Dikarenakan sangat sulit nya untuk mengumpulkan segala bahan untuk mendirikan Gedung
Ruang Pendidikan, Pengajaran, dan Kebudayaan dan menyelenggarakan kegiatan, maka
semua bahan dan alat yang dibutuhkan dibawa dari kampus INS Kayutanam. Alat-alat
pertukangan dan lima puluh orang siswa dibawa ke Padang Panjang untuk menyiapkan
gedung ini dan persiapan mobilisasi perang berupa pembuatan senjata dan amunisi yang nanti
hasil nya akan dibagikan ke pada seluruh rakyat nanti.
Masa-masa usaha mengisi kemerdekaan Indonesia
Syafei sebagai Menteri Pengadjaran
Setelah kemerdekaan, Engku Mohammad Syafei ikut aktif dalam membangun Republik
Indonesia.

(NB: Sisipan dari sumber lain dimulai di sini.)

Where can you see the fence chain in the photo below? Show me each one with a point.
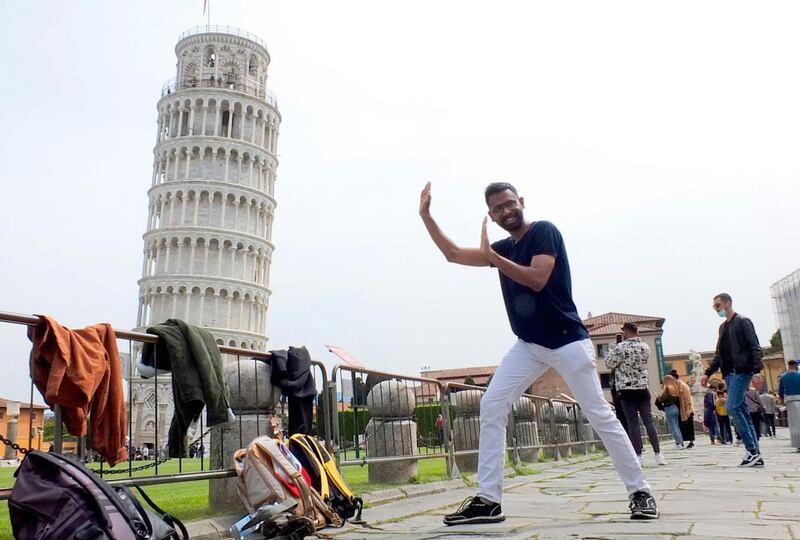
(15, 446)
(149, 465)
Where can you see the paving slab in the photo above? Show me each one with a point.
(701, 494)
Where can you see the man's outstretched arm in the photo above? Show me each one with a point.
(452, 252)
(535, 276)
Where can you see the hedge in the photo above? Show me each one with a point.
(425, 415)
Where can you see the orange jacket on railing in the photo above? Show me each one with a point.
(81, 371)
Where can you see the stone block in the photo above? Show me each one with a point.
(249, 385)
(524, 409)
(391, 399)
(225, 440)
(386, 438)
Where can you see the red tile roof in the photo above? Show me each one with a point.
(613, 317)
(22, 405)
(614, 329)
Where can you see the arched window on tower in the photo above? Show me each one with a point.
(252, 66)
(210, 58)
(226, 119)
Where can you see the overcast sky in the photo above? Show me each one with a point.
(661, 138)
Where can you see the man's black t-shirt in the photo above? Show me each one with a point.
(548, 318)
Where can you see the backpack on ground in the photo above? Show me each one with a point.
(55, 498)
(325, 477)
(264, 476)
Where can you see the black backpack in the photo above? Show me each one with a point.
(55, 498)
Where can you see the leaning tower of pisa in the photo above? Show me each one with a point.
(207, 247)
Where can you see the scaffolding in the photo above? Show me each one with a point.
(786, 302)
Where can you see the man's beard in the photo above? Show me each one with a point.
(513, 222)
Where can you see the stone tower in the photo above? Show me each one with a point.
(207, 248)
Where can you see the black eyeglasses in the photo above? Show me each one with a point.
(508, 205)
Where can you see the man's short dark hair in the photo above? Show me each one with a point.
(498, 187)
(725, 297)
(632, 326)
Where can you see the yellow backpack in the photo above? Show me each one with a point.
(325, 477)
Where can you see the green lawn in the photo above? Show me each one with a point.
(189, 500)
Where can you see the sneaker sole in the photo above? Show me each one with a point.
(751, 465)
(481, 519)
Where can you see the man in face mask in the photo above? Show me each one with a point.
(738, 355)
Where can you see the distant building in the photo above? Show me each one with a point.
(603, 331)
(786, 302)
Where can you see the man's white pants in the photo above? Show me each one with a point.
(522, 365)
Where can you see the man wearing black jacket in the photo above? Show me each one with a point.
(738, 355)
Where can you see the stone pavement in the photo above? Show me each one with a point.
(701, 494)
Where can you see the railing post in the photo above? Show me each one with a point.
(554, 431)
(335, 422)
(452, 466)
(512, 425)
(58, 433)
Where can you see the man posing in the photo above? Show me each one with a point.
(629, 360)
(537, 289)
(738, 355)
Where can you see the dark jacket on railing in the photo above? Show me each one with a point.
(291, 371)
(192, 355)
(738, 350)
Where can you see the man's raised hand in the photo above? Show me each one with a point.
(425, 200)
(486, 246)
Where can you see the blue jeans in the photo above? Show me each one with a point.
(710, 420)
(674, 422)
(737, 384)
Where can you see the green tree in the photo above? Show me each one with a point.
(776, 342)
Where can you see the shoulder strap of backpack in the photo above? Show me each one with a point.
(267, 451)
(331, 472)
(308, 450)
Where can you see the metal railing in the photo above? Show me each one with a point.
(218, 29)
(215, 461)
(221, 82)
(386, 421)
(385, 417)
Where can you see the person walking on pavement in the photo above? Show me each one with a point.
(687, 410)
(537, 288)
(670, 401)
(615, 401)
(754, 407)
(724, 420)
(710, 416)
(789, 392)
(768, 402)
(738, 355)
(628, 360)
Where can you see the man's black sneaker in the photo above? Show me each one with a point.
(752, 460)
(475, 510)
(643, 506)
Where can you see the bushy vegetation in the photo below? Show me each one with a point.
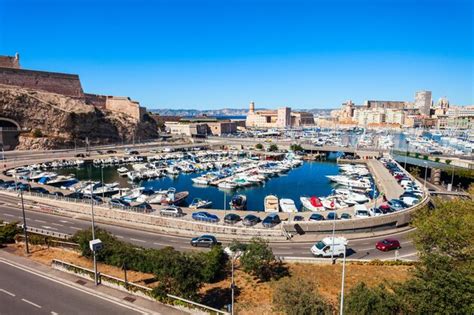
(177, 273)
(8, 232)
(297, 296)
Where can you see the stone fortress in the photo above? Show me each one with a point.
(69, 85)
(280, 118)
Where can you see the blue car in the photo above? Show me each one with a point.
(205, 216)
(316, 217)
(118, 203)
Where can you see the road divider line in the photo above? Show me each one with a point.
(137, 240)
(31, 303)
(7, 292)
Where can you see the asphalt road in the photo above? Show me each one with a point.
(23, 291)
(358, 249)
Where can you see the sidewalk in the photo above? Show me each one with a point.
(121, 297)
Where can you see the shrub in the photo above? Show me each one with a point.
(296, 296)
(37, 133)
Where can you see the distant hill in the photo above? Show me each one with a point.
(225, 112)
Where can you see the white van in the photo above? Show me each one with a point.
(324, 248)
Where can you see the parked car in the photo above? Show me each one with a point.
(171, 211)
(204, 241)
(297, 218)
(144, 206)
(205, 216)
(118, 203)
(231, 218)
(250, 220)
(316, 217)
(271, 220)
(39, 190)
(388, 244)
(345, 216)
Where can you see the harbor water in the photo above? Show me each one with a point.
(309, 179)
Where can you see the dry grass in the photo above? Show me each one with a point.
(254, 297)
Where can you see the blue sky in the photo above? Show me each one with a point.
(214, 54)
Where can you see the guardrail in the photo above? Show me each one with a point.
(123, 285)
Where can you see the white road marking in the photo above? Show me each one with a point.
(137, 240)
(66, 283)
(7, 292)
(49, 227)
(31, 303)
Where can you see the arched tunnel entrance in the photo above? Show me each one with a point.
(9, 134)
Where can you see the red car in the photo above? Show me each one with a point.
(388, 244)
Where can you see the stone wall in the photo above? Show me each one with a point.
(59, 83)
(125, 105)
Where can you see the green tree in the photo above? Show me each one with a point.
(297, 296)
(8, 232)
(446, 229)
(258, 259)
(363, 300)
(273, 148)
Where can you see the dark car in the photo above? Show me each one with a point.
(204, 241)
(231, 218)
(250, 220)
(75, 195)
(345, 216)
(205, 216)
(316, 217)
(97, 199)
(144, 206)
(39, 190)
(271, 220)
(388, 244)
(298, 218)
(118, 203)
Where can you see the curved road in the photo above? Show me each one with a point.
(358, 249)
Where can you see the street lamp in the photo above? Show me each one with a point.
(341, 311)
(426, 173)
(234, 257)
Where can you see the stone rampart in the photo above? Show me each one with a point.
(53, 82)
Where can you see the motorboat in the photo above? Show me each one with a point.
(288, 205)
(312, 203)
(238, 202)
(122, 171)
(199, 203)
(271, 203)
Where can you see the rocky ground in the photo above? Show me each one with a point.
(51, 121)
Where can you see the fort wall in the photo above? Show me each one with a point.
(59, 83)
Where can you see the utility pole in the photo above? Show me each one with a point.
(341, 311)
(93, 237)
(24, 222)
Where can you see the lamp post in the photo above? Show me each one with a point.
(93, 236)
(232, 285)
(341, 311)
(24, 222)
(426, 173)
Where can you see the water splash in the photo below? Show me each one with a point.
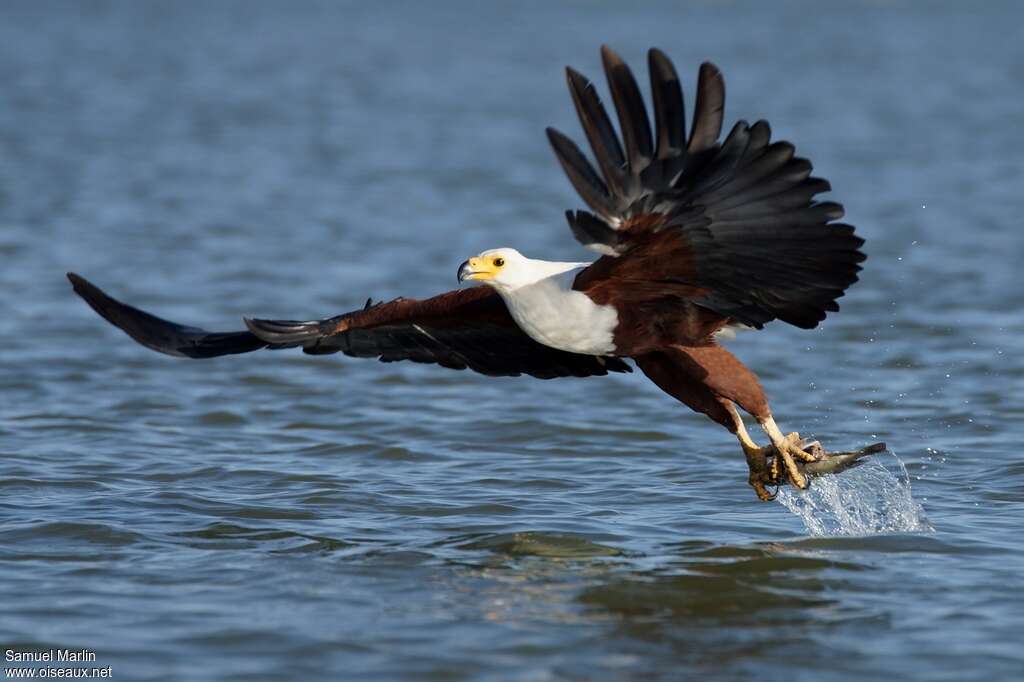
(869, 499)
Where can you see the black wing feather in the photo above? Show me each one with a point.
(759, 244)
(459, 330)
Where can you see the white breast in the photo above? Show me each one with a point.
(552, 313)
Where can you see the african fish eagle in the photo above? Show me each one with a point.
(697, 237)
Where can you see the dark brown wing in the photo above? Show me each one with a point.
(733, 223)
(461, 329)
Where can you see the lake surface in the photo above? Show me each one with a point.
(332, 518)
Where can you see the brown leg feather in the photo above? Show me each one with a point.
(713, 381)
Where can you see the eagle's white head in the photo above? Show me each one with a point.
(507, 269)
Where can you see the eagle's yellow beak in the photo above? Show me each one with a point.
(479, 268)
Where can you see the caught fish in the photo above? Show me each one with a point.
(829, 463)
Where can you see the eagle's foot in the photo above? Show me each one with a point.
(790, 457)
(761, 476)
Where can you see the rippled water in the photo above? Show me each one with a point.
(327, 517)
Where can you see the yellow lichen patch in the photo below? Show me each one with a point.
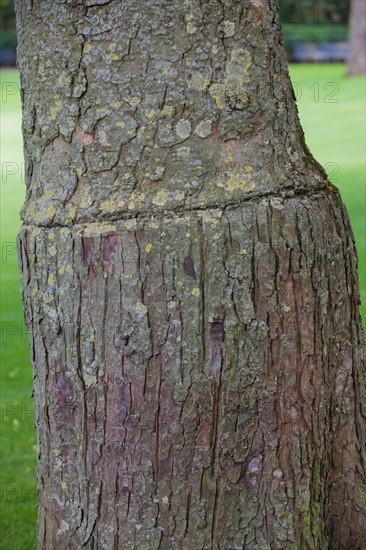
(50, 212)
(140, 308)
(150, 114)
(86, 201)
(136, 200)
(233, 88)
(183, 151)
(135, 100)
(113, 56)
(191, 28)
(179, 196)
(168, 110)
(130, 224)
(160, 198)
(229, 28)
(55, 110)
(183, 128)
(108, 205)
(204, 128)
(153, 225)
(198, 82)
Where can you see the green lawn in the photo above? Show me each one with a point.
(335, 133)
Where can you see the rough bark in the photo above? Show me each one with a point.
(357, 57)
(190, 286)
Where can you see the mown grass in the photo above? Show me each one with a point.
(335, 132)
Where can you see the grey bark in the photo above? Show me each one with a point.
(190, 286)
(357, 38)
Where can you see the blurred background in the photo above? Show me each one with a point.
(325, 42)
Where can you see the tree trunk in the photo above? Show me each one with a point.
(189, 283)
(357, 31)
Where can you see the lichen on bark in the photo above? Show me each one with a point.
(190, 286)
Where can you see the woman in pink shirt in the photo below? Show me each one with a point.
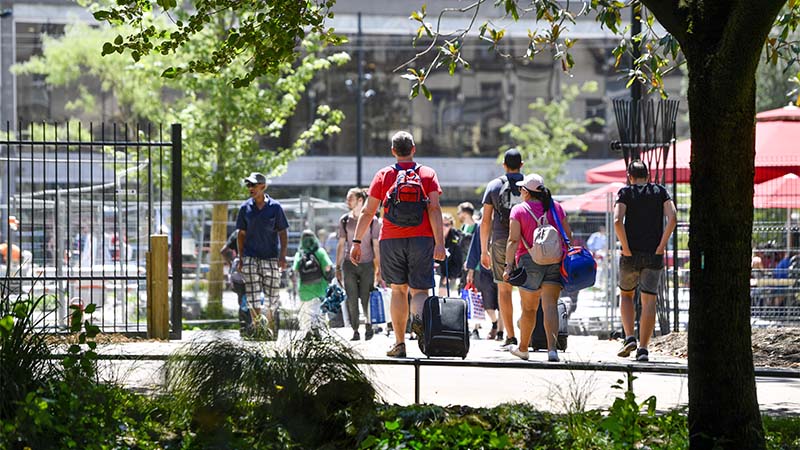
(543, 281)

Di masa awal kemerdekaan, Engku Mohammad Syafei diangkat sebagai Residen
Sumatera Barat. Jabatan ini tidak lama dipegang, segera pada Oktober 1945 Engku
Mohammad Syafei memilih mengundurkan diri. Sepanjang 12 Maret 1946 hingga 2 Oktober
1946, Engku Mohammad Syafei diminta mengurusi bidang pendidikan dengan
menjadi Menteri Pengajaran Indonesia pada Kabinet Sjahrir II menggantikan Todung Sutan
Gunung Mulia. Pada Pemilu 1955, Engku Mohammad Syafei ikut terjun berpolitik, namun
tidak terpilih menjadi anggota parlemen karena kekurangan suara.
Pada peristiwa pergolakan daerah Pemerintahan Revolusioner Republik Indonesia
(PRRI) yang berlangsung dari 1958-1961, situasi dan kondisi memaksa Engku Mohammad
Syafei untuk bergabung dengan gerakan ini dengan menjadi Menteri Pendidikan dan
Kesehatan PRRI. Walau pun perang hanya berlangsung selama tiga tahun, namun kegiatan
belajar di sekolah INS Kayutanam terlantar cukup lama. Selama masa perang saudara itu,
kampus INS Kayutanam mengalami kerusakan yang cukup parah. Pada tahun 1968, Engku
Mohammad Syafei kembali ke Kayutanam untuk membangun INS yang terlantar akibat
perang. Selain membangun dunia pendidikan melalui INS Kayutanam, Engku Mohammad
Syafei juga turut membantu pendirian Sekolah Tinggi Hukum Pancasila di Padang, yang
kemudian hari menjadi Fakultas Hukum Universitas Andalas.